Direct Stimulation of the Optic Nerve
The optic nerve implant takes an entirely different approach using a spiral cuff nerve electrode that is wrapped around the optic nerve. An implanted tiny cuff around the optic nerve, stimulates the nerve fibres via a number of electrode. It preliminary trials it has been shown that very small currents generate the perception of phosphenes. The method is rather hit and miss as there is no way of knowing which nerves do what. Trial-and-error methods eventually worked to induce limited patterns that the patient could recognise.
The Cortical Implant Approach
In this approach a device plugs directly into the visual cortex bypassing the eye, the optic nerve and most of the rest of the brain to directly stimulate the nervous system where the majority of visual processing takes place. Several teams are following the cortical implant route, including the US National Institutes of Health, and the University of Utah.
Who will win the Race?
Only time will tell which of the four approaches now being developed will work to produce functional artificial vision. In reality all four may be developed for various applications depending on the extent of the disability to the eye.

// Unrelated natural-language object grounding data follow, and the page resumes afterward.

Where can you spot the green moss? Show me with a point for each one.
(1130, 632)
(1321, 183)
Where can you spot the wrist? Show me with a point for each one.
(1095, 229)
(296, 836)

Each of the four approaches has disadvantages and advantages.Each approach also presents difficult technical problems and challenges in microelectronics, materials sciences, software and computational modelling.
However there is very substantial cause for optimism, since research has already progressed to various implanting trials. The next few years should see a rapid growth in progress, fuelled by the quest for scientific inquiry and commercial competition between teams.
The initial devices are likely to have low resolution with gradual improvements developed in subsequent years.